Данте он мне никогда не читал. Быть может, потому, что я тогда еще не знала итальянского языка.
«9 августа 39. Сегодня, когда я была у Анны Андреевны, я заметила на стене маленькую картинку. Очаровательный рисунок карандашом – ее портрет. Она позволила мне снять его со стены и рассмотреть.
Модильяни.
– Вы понимаете, его не интересовало сходство. Его занимала поза. Он раз двадцать рисовал меня.
Он был итальянский еврей, маленького роста, с золотыми глазами, очень бедный. Я сразу поняла, что ему предстоит большое. Это было в Париже. Потом, уже в России, я спрашивала о нем у всех приезжих – они даже и фамилии такой никогда не слыхали. Но потом появились монографии, статьи. И теперь уже все у меня спрашивают: неужели вы его видели?»
В Париже в 1911 году Анна Андреевна написала лишь два стихотворения, но к роману с Модильяни, по ее словам, они не имеют никакого отношения. По всей вероятности, первое («Мне с тобою пьяным весело…») является воспоминанием о прошлогодних осенних беседах с Георгием Чулковым, через столик, в привокзальном царскосельском кафе. Второе («В углу старик, похожий на барана…»), может быть, как-то связано с их новой встречей в Париже. (Вырвавшись на волю, Анна Андреевна, кажется, видела себя второй Анной Карениной, недаром упоминает в «Автобиографии», что родилась в один год с «Крейцеровой сонатой» Льва Толстого.) Правда, Чулков приехал во Францию с женой, но его умная жена весьма снисходительно относилась к «амурным» увлечениям своего супруга, ежели речь шла о том, чтобы помочь «молодому и свежему дарованию».
Первое парижское стихотворение Ахматова опубликовала, второе – постаралась понадежнее забыть, но все-таки вспомнила, за исключением одной строки, в конце 50-х годов.
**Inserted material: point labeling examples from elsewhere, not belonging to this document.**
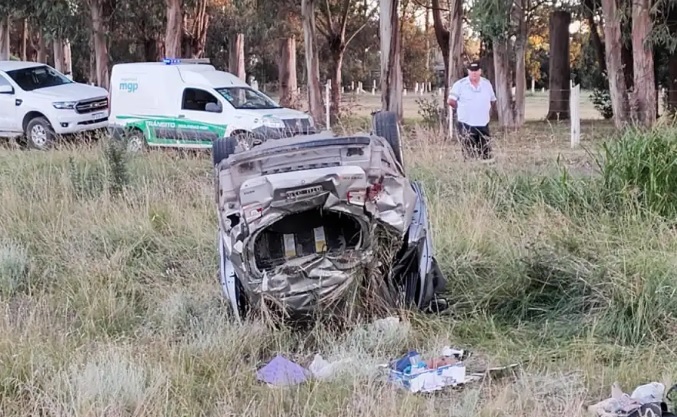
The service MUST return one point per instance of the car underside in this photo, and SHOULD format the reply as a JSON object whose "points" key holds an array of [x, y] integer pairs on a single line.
{"points": [[304, 219]]}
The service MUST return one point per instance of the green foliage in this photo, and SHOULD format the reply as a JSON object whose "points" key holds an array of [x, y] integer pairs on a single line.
{"points": [[118, 171], [431, 112], [640, 167], [601, 99], [491, 18]]}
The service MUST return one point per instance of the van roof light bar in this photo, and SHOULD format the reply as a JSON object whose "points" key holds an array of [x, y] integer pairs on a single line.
{"points": [[177, 61]]}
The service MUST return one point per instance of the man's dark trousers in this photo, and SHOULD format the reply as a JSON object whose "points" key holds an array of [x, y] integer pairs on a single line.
{"points": [[476, 140]]}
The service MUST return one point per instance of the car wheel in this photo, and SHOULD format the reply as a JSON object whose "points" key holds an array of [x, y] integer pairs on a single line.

Мне с тобою пьяным весело —
Смысла нет в твоих рассказах.
Осень ранняя развесила
Флаги желтые на вязах.
Оба мы в страну обманную
Забрели и горько каемся,
Но зачем улыбкой странною
И застывшей улыбаемся?
Мы хотели муки жалящей
Вместо счастья безмятежного…
Не покину я товарища
И беспутного и нежного.
1911, Париж
В углу старик, похожий на барана,
Внимательно читает «Фигаро».
В моей руке просохшее перо,
Идти домой еще как будто рано.
Тебе велела я, чтоб ты ушел.
Мне сразу все глаза твои сказали…
Опилки густо устилают пол.
И пахнет спиртом в полукруглом зале.
И это юность – светлая пора
…
Да лучше б я повесилась вчера
Или под поезд бросилась сегодня.
Май – июнь 1911? – Конец 1950-х г., Париж
Вернувшись летом 1911 года в Слепнево, Анна Андреевна нашла в деревне все то же, что и в прошлом году. Однако вопросов мужу больше не задавала: Машенька была слишком больна, это видели все, кроме Николая Степановича.